Redskins full of uncertainty after injury-riddled season
“It’s like watching ‘Jeopardy,'” Norman said as players cleaned out their lockers on Monday. “You watch ‘Jeopardy?’ When you watch it, do you see the same people?”
There were plenty of new and unfamiliar faces for Washington this season. Despite racing out to a 6-3 start behind a strong defense and the steady play of quarterback Alex Smith, the Redskins eventually placed a league-high 24 players on injured reserve — including Smith and his backup, Colt McCoy, both of whom suffered broken legs — while losing six of their final seven games to finish 7-9 for the second straight season.
Coach Jay Gruden said as of Monday afternoon, he had not yet talked to owner Dan Snyder or anyone else in the organization about his future or the jobs of his coaching staff.
“When you’re 7-9, whether you have injuries or not, it’s not good enough for this franchise,” Gruden said. “Mr. Snyder demands greatness from his staff and his players and we didn’t deliver.”
Gruden said he didn’t want to use injuries as an excuse, but added that it was “impossible” to fully evaluate his players, particularly at quarterback, where the Redskins had four different starters. They finished the season with Josh Johnson, who had last started an NFL game in 2011.

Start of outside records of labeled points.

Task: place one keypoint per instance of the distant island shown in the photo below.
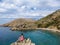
(52, 21)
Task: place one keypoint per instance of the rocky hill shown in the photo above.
(21, 23)
(51, 21)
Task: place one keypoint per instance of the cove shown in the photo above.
(38, 37)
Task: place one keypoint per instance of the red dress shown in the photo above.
(21, 38)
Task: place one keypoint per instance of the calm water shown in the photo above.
(38, 37)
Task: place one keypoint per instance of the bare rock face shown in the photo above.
(25, 42)
(22, 23)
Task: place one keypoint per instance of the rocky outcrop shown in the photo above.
(21, 24)
(25, 42)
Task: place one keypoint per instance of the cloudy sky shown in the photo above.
(27, 8)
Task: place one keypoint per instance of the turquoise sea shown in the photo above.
(38, 37)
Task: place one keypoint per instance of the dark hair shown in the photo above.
(21, 33)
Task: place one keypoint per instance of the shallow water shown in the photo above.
(38, 37)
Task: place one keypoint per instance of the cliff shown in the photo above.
(21, 24)
(25, 42)
(52, 21)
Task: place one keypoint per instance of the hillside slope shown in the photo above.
(22, 23)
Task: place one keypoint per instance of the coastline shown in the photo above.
(44, 29)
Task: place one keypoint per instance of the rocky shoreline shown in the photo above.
(25, 42)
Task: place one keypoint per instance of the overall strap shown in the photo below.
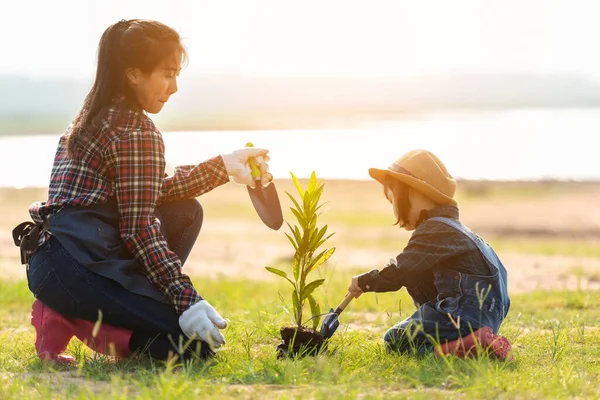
(481, 245)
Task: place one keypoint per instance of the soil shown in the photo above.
(299, 343)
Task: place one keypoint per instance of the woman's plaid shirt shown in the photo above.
(126, 159)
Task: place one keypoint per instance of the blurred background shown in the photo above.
(506, 93)
(499, 90)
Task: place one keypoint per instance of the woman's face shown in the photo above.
(153, 90)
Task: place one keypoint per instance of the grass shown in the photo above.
(555, 336)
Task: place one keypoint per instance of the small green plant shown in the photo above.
(306, 237)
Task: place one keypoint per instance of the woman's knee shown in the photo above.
(191, 207)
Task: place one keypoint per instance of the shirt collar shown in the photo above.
(438, 211)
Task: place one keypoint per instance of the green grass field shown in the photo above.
(555, 337)
(555, 333)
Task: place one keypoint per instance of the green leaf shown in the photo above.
(299, 217)
(296, 233)
(315, 311)
(296, 305)
(291, 241)
(298, 186)
(308, 289)
(321, 258)
(279, 272)
(323, 241)
(312, 182)
(316, 238)
(295, 202)
(296, 266)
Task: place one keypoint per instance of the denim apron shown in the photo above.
(464, 302)
(91, 236)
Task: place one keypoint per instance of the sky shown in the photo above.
(41, 38)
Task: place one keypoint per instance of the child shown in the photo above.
(454, 277)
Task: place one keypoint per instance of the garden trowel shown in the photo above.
(264, 198)
(331, 321)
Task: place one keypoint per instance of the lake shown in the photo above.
(515, 144)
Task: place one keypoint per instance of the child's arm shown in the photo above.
(431, 245)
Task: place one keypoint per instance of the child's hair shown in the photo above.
(400, 191)
(135, 43)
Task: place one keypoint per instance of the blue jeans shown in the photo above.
(63, 284)
(452, 304)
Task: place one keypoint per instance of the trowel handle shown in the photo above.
(253, 167)
(344, 303)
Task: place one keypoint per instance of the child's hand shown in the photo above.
(354, 289)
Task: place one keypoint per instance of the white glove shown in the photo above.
(239, 170)
(202, 320)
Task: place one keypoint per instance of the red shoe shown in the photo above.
(53, 333)
(483, 339)
(109, 340)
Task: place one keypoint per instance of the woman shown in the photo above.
(455, 278)
(111, 239)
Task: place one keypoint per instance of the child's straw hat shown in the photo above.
(423, 171)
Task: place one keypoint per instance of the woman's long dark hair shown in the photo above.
(400, 191)
(136, 43)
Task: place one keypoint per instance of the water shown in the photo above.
(519, 144)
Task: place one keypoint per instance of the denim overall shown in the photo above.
(464, 302)
(84, 267)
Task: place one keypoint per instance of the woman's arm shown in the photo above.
(189, 181)
(137, 164)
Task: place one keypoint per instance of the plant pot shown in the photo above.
(299, 342)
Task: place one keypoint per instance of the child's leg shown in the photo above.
(421, 332)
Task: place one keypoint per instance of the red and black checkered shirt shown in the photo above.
(125, 159)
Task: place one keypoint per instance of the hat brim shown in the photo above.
(417, 184)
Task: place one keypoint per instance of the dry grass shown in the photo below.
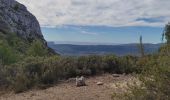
(68, 91)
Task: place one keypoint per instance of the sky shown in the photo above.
(101, 21)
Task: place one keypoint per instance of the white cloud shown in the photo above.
(113, 13)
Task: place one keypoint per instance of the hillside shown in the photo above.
(120, 50)
(18, 27)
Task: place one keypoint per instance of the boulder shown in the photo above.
(100, 83)
(115, 75)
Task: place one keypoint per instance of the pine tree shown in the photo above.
(141, 47)
(167, 33)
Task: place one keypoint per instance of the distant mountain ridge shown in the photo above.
(118, 49)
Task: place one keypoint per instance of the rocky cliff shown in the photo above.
(15, 18)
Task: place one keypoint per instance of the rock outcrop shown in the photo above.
(14, 17)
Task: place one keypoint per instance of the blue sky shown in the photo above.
(102, 21)
(103, 34)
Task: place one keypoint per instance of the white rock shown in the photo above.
(100, 83)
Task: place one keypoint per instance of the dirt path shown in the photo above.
(68, 90)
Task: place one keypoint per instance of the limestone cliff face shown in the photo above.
(14, 17)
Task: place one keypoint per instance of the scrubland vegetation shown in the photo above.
(29, 65)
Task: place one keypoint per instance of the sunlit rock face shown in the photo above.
(14, 17)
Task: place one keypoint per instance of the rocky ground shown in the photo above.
(68, 91)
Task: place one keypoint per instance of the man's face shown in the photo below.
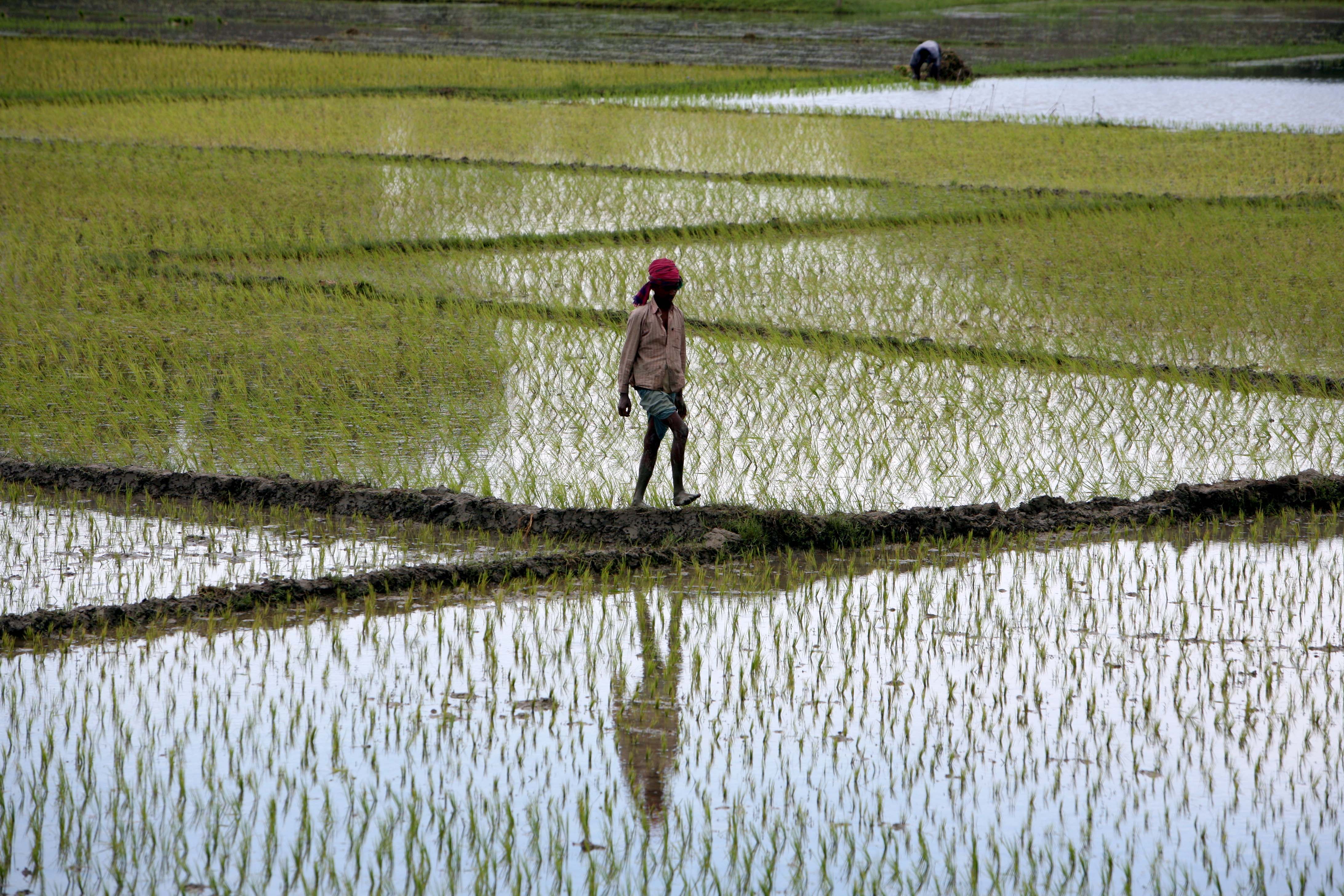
(664, 295)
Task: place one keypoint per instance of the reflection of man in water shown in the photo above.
(648, 722)
(926, 53)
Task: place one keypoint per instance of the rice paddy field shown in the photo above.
(311, 268)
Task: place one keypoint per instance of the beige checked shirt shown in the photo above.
(654, 358)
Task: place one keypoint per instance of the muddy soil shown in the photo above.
(982, 35)
(216, 601)
(765, 530)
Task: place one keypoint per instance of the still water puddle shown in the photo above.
(1113, 715)
(1166, 102)
(74, 550)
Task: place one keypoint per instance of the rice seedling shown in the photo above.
(1115, 160)
(1225, 284)
(99, 199)
(217, 378)
(82, 70)
(780, 424)
(1119, 713)
(68, 550)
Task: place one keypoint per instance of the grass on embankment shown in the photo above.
(1144, 160)
(92, 70)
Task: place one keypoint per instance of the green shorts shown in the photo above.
(659, 406)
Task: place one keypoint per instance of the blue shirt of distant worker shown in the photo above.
(926, 53)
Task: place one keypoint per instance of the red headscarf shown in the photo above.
(664, 274)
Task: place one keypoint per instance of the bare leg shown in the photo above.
(681, 432)
(651, 454)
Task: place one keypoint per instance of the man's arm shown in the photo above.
(630, 351)
(681, 402)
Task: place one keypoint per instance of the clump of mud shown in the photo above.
(952, 69)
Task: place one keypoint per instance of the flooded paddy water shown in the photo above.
(300, 285)
(1312, 105)
(68, 550)
(1130, 713)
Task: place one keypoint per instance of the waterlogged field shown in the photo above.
(1139, 713)
(1179, 284)
(303, 276)
(823, 429)
(69, 550)
(1197, 163)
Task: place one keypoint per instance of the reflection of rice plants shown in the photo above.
(72, 550)
(1104, 713)
(1140, 708)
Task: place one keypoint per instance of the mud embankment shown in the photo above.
(213, 601)
(652, 527)
(639, 538)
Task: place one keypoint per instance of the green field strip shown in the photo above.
(1245, 379)
(638, 236)
(93, 70)
(720, 230)
(1109, 160)
(565, 92)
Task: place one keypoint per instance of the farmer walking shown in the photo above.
(926, 53)
(654, 361)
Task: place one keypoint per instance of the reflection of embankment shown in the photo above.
(242, 598)
(648, 722)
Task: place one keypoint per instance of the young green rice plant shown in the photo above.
(112, 199)
(320, 385)
(1224, 284)
(779, 424)
(81, 70)
(221, 378)
(1113, 160)
(1109, 713)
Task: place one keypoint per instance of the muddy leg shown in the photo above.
(681, 432)
(647, 461)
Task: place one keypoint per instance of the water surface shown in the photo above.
(1107, 717)
(1168, 102)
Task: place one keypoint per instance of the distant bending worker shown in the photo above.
(654, 361)
(926, 53)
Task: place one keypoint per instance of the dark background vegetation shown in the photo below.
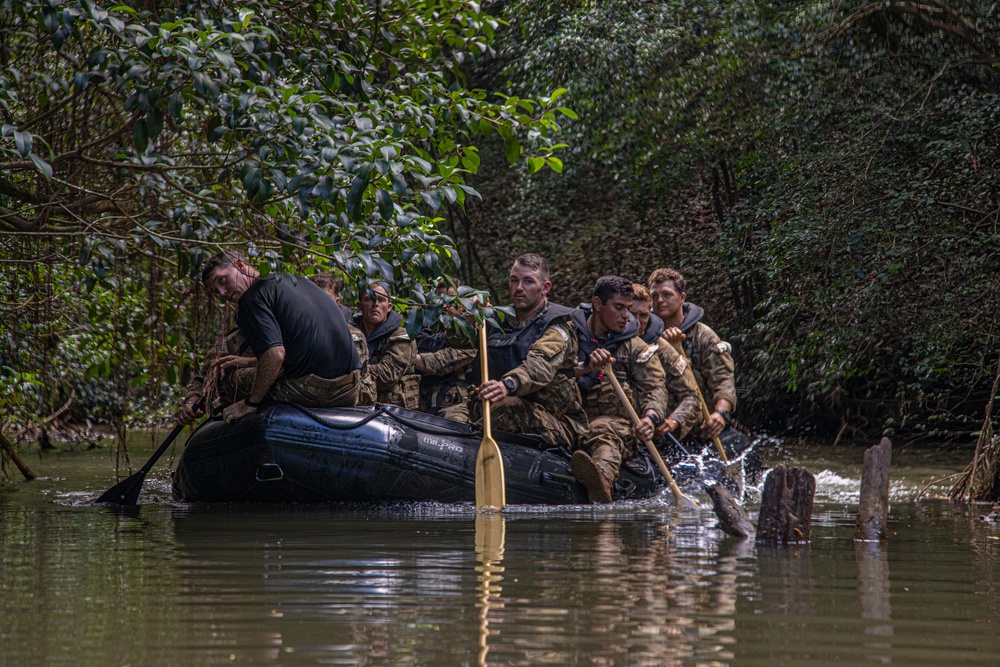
(824, 174)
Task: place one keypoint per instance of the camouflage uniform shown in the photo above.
(547, 400)
(444, 389)
(638, 369)
(711, 358)
(237, 384)
(390, 363)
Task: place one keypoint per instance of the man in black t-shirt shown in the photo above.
(304, 350)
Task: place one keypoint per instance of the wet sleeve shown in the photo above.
(395, 362)
(554, 351)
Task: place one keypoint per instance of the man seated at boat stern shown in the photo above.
(390, 351)
(683, 411)
(332, 285)
(710, 357)
(296, 331)
(531, 360)
(607, 333)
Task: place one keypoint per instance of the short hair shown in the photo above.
(663, 275)
(535, 263)
(328, 282)
(609, 286)
(641, 294)
(219, 261)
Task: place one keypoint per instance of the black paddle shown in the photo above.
(126, 492)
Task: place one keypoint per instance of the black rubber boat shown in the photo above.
(285, 453)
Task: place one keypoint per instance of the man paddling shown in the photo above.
(683, 411)
(391, 352)
(531, 361)
(607, 333)
(299, 337)
(710, 357)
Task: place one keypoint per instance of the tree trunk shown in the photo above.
(786, 506)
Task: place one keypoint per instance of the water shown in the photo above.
(629, 584)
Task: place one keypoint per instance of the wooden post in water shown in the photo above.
(873, 507)
(733, 517)
(786, 506)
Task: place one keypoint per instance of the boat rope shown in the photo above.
(323, 421)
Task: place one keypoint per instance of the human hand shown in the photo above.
(713, 427)
(491, 390)
(190, 410)
(597, 360)
(237, 411)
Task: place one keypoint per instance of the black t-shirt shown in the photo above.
(294, 312)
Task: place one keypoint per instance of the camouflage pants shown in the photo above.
(311, 391)
(516, 415)
(609, 442)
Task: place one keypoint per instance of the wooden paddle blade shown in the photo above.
(491, 492)
(125, 492)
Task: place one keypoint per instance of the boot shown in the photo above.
(590, 474)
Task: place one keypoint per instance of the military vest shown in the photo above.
(587, 343)
(507, 347)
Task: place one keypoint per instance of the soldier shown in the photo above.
(332, 285)
(300, 340)
(608, 334)
(710, 357)
(682, 399)
(531, 361)
(444, 387)
(391, 352)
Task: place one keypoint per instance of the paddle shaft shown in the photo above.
(679, 496)
(705, 414)
(491, 491)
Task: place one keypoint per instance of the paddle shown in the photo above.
(491, 494)
(126, 492)
(679, 498)
(705, 414)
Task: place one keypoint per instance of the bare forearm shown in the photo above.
(268, 368)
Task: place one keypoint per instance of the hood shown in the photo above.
(585, 310)
(392, 322)
(692, 315)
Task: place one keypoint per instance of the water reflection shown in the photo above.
(490, 535)
(873, 591)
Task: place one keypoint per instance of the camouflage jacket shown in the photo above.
(638, 369)
(682, 399)
(233, 343)
(711, 358)
(391, 354)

Washington has missed the playoffs in three consecutive seasons and in four of Gruden’s five years in charge. Gruden is the longest-tenured coach since Snyder bought the team in 1997, compiling a 35-44-1 record.
Peterson, the 33-year-old running back picked up on Aug. 20 to help ease the loss of second-round draft pick Derrius Guice to injury, was one of the bright spots for the Redskins. He led the team with 1,042 yards rushing and seven touchdowns.
“I only can control the things I can control and I felt like I’ve done that somewhat, so I’ll sit back and let the chips fall where they may,” Peterson said about his future.
As for Smith, there’s no guarantee the 34-year-old quarterback will ever play again after he suffered a compound fracture that required multiple surgeries and a long hospital stay to fight off an infection. The Redskins acquired Smith in a trade with Kansas City after allowing Kirk Cousins to leave in free agency.
“We’re obviously hopeful he can turn a corner and start the rehab process and possibly get back on the field,” Gruden said. “That’s all we can hope for right now.”
Team president Bruce Allen infamously said after the 2014 season the Redskins were “winning off the field.” They had their fair share of problems once again in that department.
The Redskins, who are 59-84-1 in Allen’s nine years on the job, finally acknowledged the end of their decades-long sellout streak as crowds continued to dwindle at FedEx Field. They also received harsh criticism for singing free agent Reuben Foster following his arrest for domestic violence, placed second year safety Montae Nicholson on the non-football injury reserve list following a late-season arrest, released Pro Bowl alternate D.J. Swearinger on Christmas Eve after Swearinger repeatedly complained about defensive coordinator Greg Manusky, and fired several business executives on Dec. 26 after less than a year on the job.
Somehow, Washington was still in playoff contention until a Week 16 loss at Tennessee. The Redskins concluded the season with a 24-0 loss to the Philadelphia Eagles that felt like a road game as traveling Philly fans nearly filled up the lower bowl at FedEx Field.
As to Norman’s future with the team as a player — or contestant, as he put it — the once-coveted cornerback felt that he was better than his three interceptions showed.
“Whenever they decide to have a meeting, we’ll see,” Norman said. “I think it’s one of my best seasons yet, and we don’t grow on trees. So we’ll see what happens.”